While it was a turbulent, if not outright scary, last week in equity markets, this is not the time to jump up and start making drastic changes to a registered retirement savings plan, experts say.
But if you are inclined to tinker, get a good adviser and look for well-performing large cap stocks and other solid performers and keep in mind the time frame of your investments.
“Absolutely people are worried right now but what I’m trying to caution people is: don’t confuse short-term volatility in the market with your long-term planning goals,” said Patricia Lovett-Reid, senior vice-president with TD Waterhouse Canada Inc.
“You may have 10 to 15 years up to retirement and then 20 to 30 years in retirement, so you do have time for the equity markets to come back — a year from now, two years from now, we will be in a very different financial position and your portfolios will be up if you’ve got good quality investments and you didn’t try to time the market.”
For those approaching retirement, Lovett-Reid said, having a portion of their money in cash to satisfy inevitable income needs “is a good place to start.”

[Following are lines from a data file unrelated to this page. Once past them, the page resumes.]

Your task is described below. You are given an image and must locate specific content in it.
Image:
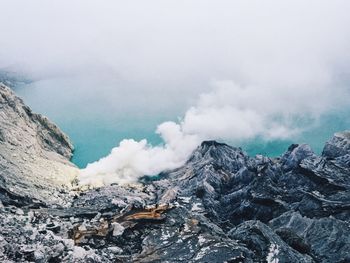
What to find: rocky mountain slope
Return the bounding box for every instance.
[0,84,78,205]
[0,83,350,263]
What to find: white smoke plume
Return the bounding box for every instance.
[80,122,200,186]
[80,81,348,186]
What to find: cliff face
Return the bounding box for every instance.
[0,83,350,263]
[0,84,77,207]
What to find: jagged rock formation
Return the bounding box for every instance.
[0,83,77,205]
[0,84,350,263]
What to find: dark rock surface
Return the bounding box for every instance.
[0,85,350,263]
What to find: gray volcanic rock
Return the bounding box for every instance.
[322,131,350,158]
[0,84,350,263]
[0,84,77,205]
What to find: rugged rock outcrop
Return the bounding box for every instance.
[0,83,77,205]
[0,84,350,263]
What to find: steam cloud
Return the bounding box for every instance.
[0,0,350,185]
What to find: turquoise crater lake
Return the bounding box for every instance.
[16,80,350,168]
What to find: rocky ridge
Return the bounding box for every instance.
[0,84,350,263]
[0,83,78,206]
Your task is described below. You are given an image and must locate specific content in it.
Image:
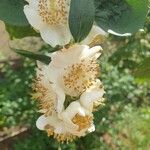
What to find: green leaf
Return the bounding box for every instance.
[134,57,150,81]
[13,49,51,65]
[95,0,148,34]
[5,24,40,39]
[0,0,29,26]
[69,0,95,42]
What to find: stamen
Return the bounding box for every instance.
[38,0,69,25]
[72,114,93,131]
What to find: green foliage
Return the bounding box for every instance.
[0,60,36,127]
[13,49,51,65]
[110,105,150,150]
[0,0,28,26]
[69,0,95,42]
[5,23,39,39]
[134,57,150,81]
[95,0,148,34]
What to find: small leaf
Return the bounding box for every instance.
[69,0,95,42]
[13,49,51,65]
[5,23,40,39]
[0,0,29,26]
[134,57,150,81]
[95,0,149,34]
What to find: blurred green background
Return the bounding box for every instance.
[0,14,150,150]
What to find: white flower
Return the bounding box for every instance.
[36,101,95,142]
[44,45,102,112]
[24,0,106,46]
[36,80,104,142]
[32,62,57,115]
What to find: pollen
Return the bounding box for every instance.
[72,114,93,131]
[45,125,76,143]
[63,60,99,96]
[38,0,70,25]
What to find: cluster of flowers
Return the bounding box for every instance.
[24,0,105,142]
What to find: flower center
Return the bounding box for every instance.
[39,0,70,25]
[72,114,93,131]
[45,125,76,143]
[63,60,99,96]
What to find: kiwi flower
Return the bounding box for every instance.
[24,0,106,46]
[33,45,104,142]
[42,45,102,112]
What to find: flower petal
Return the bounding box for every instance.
[24,5,44,30]
[40,24,71,47]
[81,25,107,44]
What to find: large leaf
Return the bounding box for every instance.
[0,0,28,26]
[69,0,95,42]
[134,57,150,81]
[5,24,40,39]
[13,49,51,65]
[95,0,148,34]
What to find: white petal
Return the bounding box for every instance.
[83,46,102,60]
[81,25,107,44]
[60,101,85,130]
[108,30,131,36]
[40,25,71,47]
[24,5,44,30]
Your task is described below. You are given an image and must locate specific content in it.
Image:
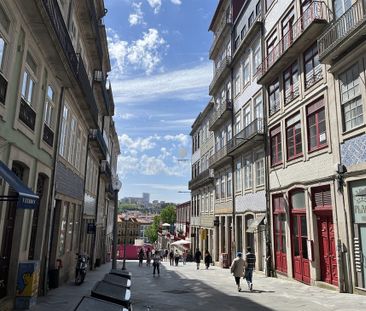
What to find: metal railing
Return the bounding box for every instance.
[42,123,55,147]
[257,1,328,79]
[209,55,231,93]
[228,118,264,151]
[209,99,233,127]
[318,0,366,58]
[19,98,37,131]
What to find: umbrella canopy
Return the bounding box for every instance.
[170,240,191,245]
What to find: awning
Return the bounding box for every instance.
[0,161,39,209]
[247,215,266,233]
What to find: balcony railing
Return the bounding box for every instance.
[208,145,228,167]
[257,1,329,84]
[209,10,233,58]
[318,0,366,61]
[19,98,37,131]
[42,123,55,147]
[209,55,231,95]
[228,118,264,152]
[209,99,233,131]
[188,169,214,189]
[89,129,108,159]
[0,73,8,105]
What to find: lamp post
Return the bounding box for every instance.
[122,211,128,270]
[112,176,122,269]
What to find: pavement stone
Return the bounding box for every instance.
[32,261,366,311]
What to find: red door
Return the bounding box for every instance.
[318,215,338,286]
[291,214,310,284]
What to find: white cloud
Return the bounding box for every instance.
[128,2,145,26]
[108,28,169,78]
[111,63,212,104]
[147,0,161,14]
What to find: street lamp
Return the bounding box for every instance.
[122,211,128,270]
[112,175,122,269]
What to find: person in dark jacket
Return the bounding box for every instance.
[194,248,202,270]
[245,246,256,290]
[205,251,212,270]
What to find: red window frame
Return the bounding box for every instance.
[271,126,282,166]
[286,117,303,160]
[306,98,328,152]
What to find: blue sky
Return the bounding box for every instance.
[104,0,218,203]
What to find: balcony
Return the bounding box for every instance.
[89,129,108,159]
[228,118,264,155]
[188,169,214,190]
[0,73,8,105]
[257,1,330,84]
[100,160,112,180]
[208,145,230,169]
[209,99,233,131]
[209,10,233,59]
[209,55,231,96]
[233,14,262,62]
[19,97,37,131]
[318,0,366,64]
[42,123,55,148]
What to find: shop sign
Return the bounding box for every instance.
[351,180,366,224]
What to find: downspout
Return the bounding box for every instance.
[43,87,65,295]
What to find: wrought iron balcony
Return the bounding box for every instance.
[233,13,262,62]
[19,97,37,131]
[209,10,233,59]
[209,55,231,96]
[188,169,214,190]
[208,145,230,168]
[257,1,330,84]
[42,123,55,147]
[228,118,264,155]
[209,99,233,131]
[0,73,8,105]
[89,129,108,159]
[318,0,366,64]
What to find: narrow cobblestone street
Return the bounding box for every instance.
[33,261,366,311]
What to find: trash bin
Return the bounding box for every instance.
[48,269,60,288]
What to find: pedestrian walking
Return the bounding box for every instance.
[194,248,202,270]
[146,248,151,267]
[169,250,174,266]
[152,251,161,276]
[138,248,144,267]
[245,246,256,290]
[174,249,180,267]
[205,251,212,270]
[230,252,245,292]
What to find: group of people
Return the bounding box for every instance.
[230,247,256,292]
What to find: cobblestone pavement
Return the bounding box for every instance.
[32,261,366,311]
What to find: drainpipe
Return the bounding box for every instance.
[43,87,65,295]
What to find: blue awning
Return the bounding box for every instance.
[0,161,39,209]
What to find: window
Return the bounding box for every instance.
[253,40,262,73]
[244,157,252,189]
[44,85,55,128]
[226,172,232,197]
[271,126,282,166]
[286,114,302,160]
[304,43,323,89]
[235,112,241,135]
[268,80,280,116]
[235,161,241,191]
[243,56,250,87]
[283,62,299,104]
[339,64,363,132]
[221,175,225,199]
[255,152,264,186]
[307,98,327,151]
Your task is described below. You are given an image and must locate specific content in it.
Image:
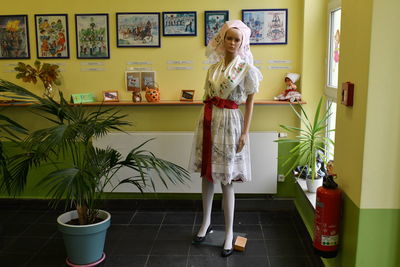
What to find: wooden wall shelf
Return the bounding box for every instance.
[0,100,306,107]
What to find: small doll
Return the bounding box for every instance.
[274,73,301,103]
[132,88,142,102]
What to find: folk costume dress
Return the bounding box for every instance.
[189,56,262,185]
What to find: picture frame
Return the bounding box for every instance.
[116,12,161,47]
[140,71,156,91]
[0,15,31,59]
[75,14,110,59]
[242,9,288,45]
[125,71,142,92]
[180,90,195,101]
[162,11,197,36]
[35,14,69,59]
[204,10,229,46]
[103,90,119,102]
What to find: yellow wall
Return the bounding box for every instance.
[361,0,400,209]
[0,0,302,100]
[0,0,307,136]
[335,0,372,207]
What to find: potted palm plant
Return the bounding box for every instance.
[276,97,335,192]
[0,79,190,265]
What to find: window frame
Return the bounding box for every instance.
[324,0,342,103]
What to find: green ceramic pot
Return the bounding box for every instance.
[57,210,111,265]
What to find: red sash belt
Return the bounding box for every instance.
[201,96,238,181]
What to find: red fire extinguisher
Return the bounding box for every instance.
[314,175,342,258]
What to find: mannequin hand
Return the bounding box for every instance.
[236,134,247,153]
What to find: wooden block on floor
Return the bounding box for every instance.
[234,236,247,251]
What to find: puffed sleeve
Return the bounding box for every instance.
[203,69,210,100]
[244,65,263,95]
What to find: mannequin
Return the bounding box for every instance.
[189,20,262,257]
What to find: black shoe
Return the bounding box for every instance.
[221,247,233,257]
[193,224,212,243]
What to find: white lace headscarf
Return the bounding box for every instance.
[206,20,253,65]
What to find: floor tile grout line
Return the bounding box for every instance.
[128,210,138,225]
[24,233,56,267]
[144,212,167,267]
[186,211,199,267]
[292,215,324,266]
[258,219,271,267]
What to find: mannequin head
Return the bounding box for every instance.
[224,28,243,56]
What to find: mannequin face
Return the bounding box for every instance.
[224,28,242,55]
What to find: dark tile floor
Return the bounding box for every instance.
[0,200,323,267]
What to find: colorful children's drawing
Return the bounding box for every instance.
[117,13,161,47]
[163,11,197,36]
[204,10,229,45]
[35,14,69,58]
[75,14,110,58]
[242,9,288,45]
[0,15,30,59]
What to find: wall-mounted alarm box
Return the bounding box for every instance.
[342,82,354,107]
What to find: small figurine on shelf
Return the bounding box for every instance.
[146,82,160,102]
[274,73,301,103]
[132,88,142,102]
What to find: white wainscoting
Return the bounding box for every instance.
[94,132,278,194]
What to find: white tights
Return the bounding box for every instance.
[197,178,235,249]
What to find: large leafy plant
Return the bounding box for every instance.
[0,80,189,224]
[276,97,335,179]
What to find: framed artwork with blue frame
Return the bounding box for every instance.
[242,9,288,45]
[204,10,229,46]
[35,14,69,59]
[163,11,197,36]
[75,14,110,59]
[116,12,161,47]
[0,15,30,59]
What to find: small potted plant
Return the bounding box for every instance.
[276,97,335,192]
[15,60,61,97]
[0,79,190,266]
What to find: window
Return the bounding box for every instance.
[326,100,336,160]
[325,0,342,160]
[327,8,342,88]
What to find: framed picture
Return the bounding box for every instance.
[242,9,288,45]
[140,71,156,91]
[103,91,119,102]
[125,71,142,92]
[0,15,30,59]
[75,14,110,59]
[181,90,194,101]
[163,11,197,36]
[204,10,229,46]
[117,13,161,47]
[35,14,69,59]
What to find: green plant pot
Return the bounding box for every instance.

“What you’re going to hear a lot more about is this ‘high-grading’ of securities, and that is moving your portfolios over to really good-quality mutual funds and large-cap stocks,” she said.
Investors have been nervously selling off stock after several drops in global markets, including a massive selloff on the Toronto Stock Exchange Monday.
“People really have the tendency to want to do something when they’re faced with the type of news they’re getting these days and that first impulse is something that should be considered very carefully within your overall long-term context,” said Roland Chalupka, vice-president and portfolio manager at the Fiduciary Trust Company of Canada.
The key to an RRSP is to keep contributing, no matter what the market environment, said Chalupka. An RRSP can hold more than just the usual mutual fund — there are a large range of financial vehicles from cash to stocks and bonds that can be held in a RRSP account.
“If a client is very worried about where to put their money, they may want to look at shorter-term bonds or money-market type investments and then really establish a plan over the next few months on scaling into their overall long-term asset allocation,” Chalupka said.